10/02/2003 - MUDVAYNE @ Alcatraz - Milano

Pubblicato il 11/02/2003 da

Ci sono i Mudvayne, e sono a Milano! Prendo allora bagagli e burattini e parto alla volta della Mecca del metal internazionale in Italia, dove, con mia grande sorpresa, i concerti iniziano alle 20.
Perso inevitabilmente il gruppo di spalla (se i ragazzi mi volessero contattare ne sarei ben felice), fremo in attesa di vedere una delle band made in U.S.A. più variopinte ed innovative degli ultimi anni, una di quelle realtà che, pur affondando le radici in un genere di successo, piuttosto commerciale, riesce senza troppe difficoltà ad allargare le ali su lidi lontani.

MUDVAYNE

E così, alle 21 precise, i quattro di Peoria si presentano sul palco sfoderando un trittico di canzoni estratte dal primo album, tra le quali “Internal Primates (Forever)” e “-1”, e il pubblico, seppur trascinato da un Chüd esaltato, resta momentaneamente sorpreso: la domanda che ci si pone è se la band suonerà o meno le song del recente “The End Of All Thing To Come”… i dubbi vengono prontamente cancellati dalle note iniziali di “Not Falling”, primo singolo e primo video del recente album, ed il pubblico inizia quindi a scatenarsi. I ragazzi sul palco sembrano posseduti, in uno scatenato crescendo piazzano direttamente sul pubblico una tracklist che sfida le leggi della statistica, muovendosi perfettamente tra pezzi del nuovo e del precedente album, tra cose commerciali e non, energiche e più tranquille – se quest’ultimo termine può avere senso parlando dei Mudvayne.

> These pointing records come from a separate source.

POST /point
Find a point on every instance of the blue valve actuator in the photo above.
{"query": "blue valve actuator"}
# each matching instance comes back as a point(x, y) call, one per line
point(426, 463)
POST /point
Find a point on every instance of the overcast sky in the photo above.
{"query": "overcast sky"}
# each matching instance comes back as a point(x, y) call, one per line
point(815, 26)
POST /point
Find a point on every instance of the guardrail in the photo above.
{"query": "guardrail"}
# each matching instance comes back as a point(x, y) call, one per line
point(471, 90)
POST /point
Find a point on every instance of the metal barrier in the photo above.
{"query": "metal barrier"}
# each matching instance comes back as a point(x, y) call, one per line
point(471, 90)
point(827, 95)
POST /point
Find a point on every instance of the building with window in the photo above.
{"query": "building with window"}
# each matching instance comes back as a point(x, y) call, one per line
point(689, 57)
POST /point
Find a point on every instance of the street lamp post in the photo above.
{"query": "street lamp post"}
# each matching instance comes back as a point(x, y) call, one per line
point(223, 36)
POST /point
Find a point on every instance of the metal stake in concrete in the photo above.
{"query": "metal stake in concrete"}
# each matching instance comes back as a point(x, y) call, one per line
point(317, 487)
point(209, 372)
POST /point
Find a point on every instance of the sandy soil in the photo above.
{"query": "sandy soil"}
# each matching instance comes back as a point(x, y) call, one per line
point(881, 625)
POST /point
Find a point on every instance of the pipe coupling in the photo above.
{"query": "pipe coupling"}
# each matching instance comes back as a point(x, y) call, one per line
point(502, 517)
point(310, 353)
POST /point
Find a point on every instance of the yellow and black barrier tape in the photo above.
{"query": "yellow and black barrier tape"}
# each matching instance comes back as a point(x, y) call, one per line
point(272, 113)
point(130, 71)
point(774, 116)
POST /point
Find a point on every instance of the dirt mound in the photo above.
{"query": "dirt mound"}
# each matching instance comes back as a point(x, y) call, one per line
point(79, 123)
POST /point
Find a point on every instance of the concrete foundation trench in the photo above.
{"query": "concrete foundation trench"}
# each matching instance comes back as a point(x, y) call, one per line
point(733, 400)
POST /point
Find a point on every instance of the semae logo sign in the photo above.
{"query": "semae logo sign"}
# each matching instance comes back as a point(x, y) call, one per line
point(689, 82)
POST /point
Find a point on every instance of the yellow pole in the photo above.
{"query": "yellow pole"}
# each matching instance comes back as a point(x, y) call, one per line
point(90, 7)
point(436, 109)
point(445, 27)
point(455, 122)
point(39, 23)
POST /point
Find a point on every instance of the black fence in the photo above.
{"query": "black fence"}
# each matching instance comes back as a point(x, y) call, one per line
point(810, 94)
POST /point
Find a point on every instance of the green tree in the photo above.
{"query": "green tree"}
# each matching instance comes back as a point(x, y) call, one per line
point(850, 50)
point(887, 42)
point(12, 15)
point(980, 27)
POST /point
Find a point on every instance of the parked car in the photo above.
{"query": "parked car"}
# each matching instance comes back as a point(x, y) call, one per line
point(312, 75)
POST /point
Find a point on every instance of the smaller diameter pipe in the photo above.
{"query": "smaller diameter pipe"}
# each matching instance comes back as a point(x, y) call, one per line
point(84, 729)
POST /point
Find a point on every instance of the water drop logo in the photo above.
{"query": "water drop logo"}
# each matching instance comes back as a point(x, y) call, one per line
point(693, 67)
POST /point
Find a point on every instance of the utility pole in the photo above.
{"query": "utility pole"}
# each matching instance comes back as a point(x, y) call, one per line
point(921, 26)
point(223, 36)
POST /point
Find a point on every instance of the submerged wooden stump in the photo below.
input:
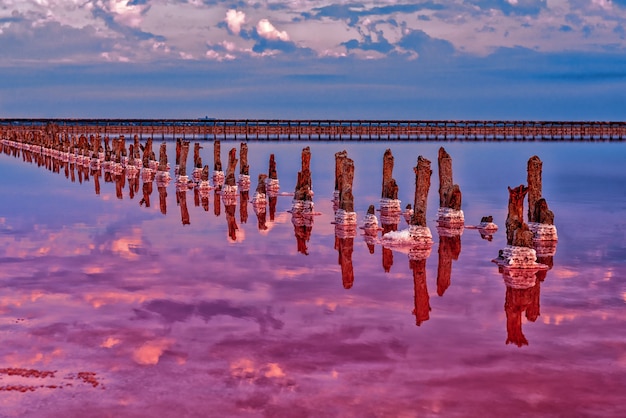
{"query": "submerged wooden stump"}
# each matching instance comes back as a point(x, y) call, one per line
point(534, 169)
point(515, 219)
point(244, 196)
point(272, 172)
point(182, 201)
point(162, 198)
point(449, 193)
point(230, 171)
point(197, 159)
point(303, 191)
point(184, 151)
point(422, 186)
point(345, 181)
point(163, 157)
point(217, 159)
point(147, 153)
point(421, 297)
point(389, 187)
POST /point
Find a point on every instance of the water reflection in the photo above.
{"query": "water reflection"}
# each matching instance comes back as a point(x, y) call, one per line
point(108, 286)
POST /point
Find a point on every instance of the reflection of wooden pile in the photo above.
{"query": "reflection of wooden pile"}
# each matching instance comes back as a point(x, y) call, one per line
point(517, 302)
point(449, 249)
point(421, 297)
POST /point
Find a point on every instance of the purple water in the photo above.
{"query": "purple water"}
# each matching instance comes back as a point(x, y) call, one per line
point(139, 314)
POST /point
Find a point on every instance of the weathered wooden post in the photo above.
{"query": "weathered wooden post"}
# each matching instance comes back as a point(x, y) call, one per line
point(244, 168)
point(302, 204)
point(197, 162)
point(389, 203)
point(303, 194)
point(183, 179)
point(449, 214)
point(345, 217)
point(370, 228)
point(163, 173)
point(182, 201)
point(345, 214)
point(217, 202)
point(534, 173)
point(339, 159)
point(218, 173)
point(540, 218)
point(162, 189)
point(147, 192)
point(418, 229)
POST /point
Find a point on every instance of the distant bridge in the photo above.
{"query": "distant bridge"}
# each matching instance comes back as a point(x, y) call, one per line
point(278, 129)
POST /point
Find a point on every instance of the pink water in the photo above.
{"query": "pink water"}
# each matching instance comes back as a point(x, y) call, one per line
point(139, 313)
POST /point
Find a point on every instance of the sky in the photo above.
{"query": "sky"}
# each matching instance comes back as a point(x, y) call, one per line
point(330, 59)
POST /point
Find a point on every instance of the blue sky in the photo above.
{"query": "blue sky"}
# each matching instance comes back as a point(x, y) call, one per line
point(454, 59)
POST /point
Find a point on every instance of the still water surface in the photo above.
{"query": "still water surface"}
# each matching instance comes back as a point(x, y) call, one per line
point(109, 307)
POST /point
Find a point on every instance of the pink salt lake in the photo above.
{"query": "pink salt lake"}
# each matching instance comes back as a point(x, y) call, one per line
point(112, 308)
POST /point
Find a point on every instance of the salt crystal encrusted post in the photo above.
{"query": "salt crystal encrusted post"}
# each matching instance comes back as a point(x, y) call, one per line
point(244, 168)
point(418, 229)
point(303, 194)
point(218, 173)
point(302, 204)
point(339, 158)
point(229, 192)
point(259, 202)
point(345, 214)
point(449, 214)
point(540, 217)
point(197, 162)
point(389, 203)
point(273, 186)
point(183, 180)
point(163, 173)
point(518, 252)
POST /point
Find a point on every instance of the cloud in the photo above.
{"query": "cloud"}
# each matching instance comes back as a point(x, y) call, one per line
point(51, 41)
point(125, 12)
point(426, 46)
point(512, 7)
point(234, 20)
point(267, 31)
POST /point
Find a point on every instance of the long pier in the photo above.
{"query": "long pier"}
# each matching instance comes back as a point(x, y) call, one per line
point(270, 129)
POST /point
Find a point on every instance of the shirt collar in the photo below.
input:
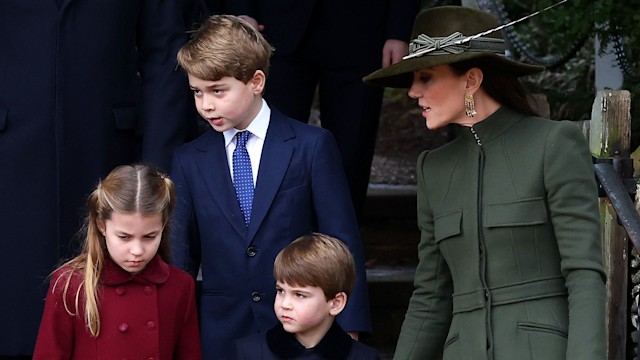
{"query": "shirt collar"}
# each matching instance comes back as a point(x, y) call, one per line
point(258, 125)
point(156, 272)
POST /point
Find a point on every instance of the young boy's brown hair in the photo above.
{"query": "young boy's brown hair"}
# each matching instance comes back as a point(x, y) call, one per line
point(225, 45)
point(316, 260)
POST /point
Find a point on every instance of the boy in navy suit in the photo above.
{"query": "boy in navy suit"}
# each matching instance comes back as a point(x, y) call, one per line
point(314, 277)
point(250, 187)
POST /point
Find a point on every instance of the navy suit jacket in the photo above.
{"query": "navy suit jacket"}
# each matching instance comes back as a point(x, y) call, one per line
point(300, 188)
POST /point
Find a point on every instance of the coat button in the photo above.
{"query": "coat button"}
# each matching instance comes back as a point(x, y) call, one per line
point(251, 251)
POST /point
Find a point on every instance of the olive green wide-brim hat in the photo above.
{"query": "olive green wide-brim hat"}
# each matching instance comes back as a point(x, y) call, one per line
point(433, 43)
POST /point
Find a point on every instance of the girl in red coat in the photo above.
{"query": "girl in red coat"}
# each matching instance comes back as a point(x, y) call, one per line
point(119, 298)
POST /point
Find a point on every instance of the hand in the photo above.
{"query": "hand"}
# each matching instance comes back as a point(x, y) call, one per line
point(253, 22)
point(393, 51)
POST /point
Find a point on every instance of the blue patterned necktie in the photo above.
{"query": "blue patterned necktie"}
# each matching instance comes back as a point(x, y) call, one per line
point(242, 175)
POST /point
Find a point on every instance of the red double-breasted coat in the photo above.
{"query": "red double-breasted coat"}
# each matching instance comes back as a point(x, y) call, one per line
point(148, 316)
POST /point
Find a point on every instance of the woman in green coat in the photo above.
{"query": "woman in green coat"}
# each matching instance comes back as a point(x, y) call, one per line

Così, una dietro l’altra, vengono snocciolate “Severed”, la stupenda “Death Blooms”, poi dal nuovo album, “Silenced”, “Trapped In The Wake Of Dream”, “Mercy Severity”, fino alla immensa “World So Cold”, per la quale il pubblico gioca il ruolo fondamentale. Il gig viene chiuso dalla seminale “Dig”, e in circa settantacinque minuti la band suona e lascia il pubblico soddisfatto ma incredulo di dover lasciare un locale solo alle 22:20. Menzione particolare a R-üD, basso, e Spüg, batteria, davvero unici sul palco, una fabbrica di note ed una versatilità davvero RARE, anche se tutto il quartetto merita una lode soprattutto per la tecnica profusa nonostante il costante movimento. Difficilmente si vedono in giro band capaci di suonare ad un livello simile correndo da una parte all’altra del palco. Vorrei chiudere con una piccola presa di posizione personale, che potrebbe sembrare una piazzata da fan ma non lo è: qui ci troviamo di fronte ad una band unica, capace di tecnicismi esasperati, di un sound malato come pochi eppur genuino, sofferente e genteticamente MALSANO. Si prova una certa rabbia, quindi, quando alcuni colleghi si fermano alle apparenze guardano solo la copertina e, soprattutto, quando durante interviste o in sede di recensione si parla solo ed unicamente della presunta dipendenza della band dagli Slipknot. O, ancora peggio, nel momento in cui si insiste sul trucco o sulle maschere, nonostante i riscontri avuti dal vivo. Cari signori… smettiamola con le apparenze, ascoltiamo la musica e non perdiamoci certe band. Grazie.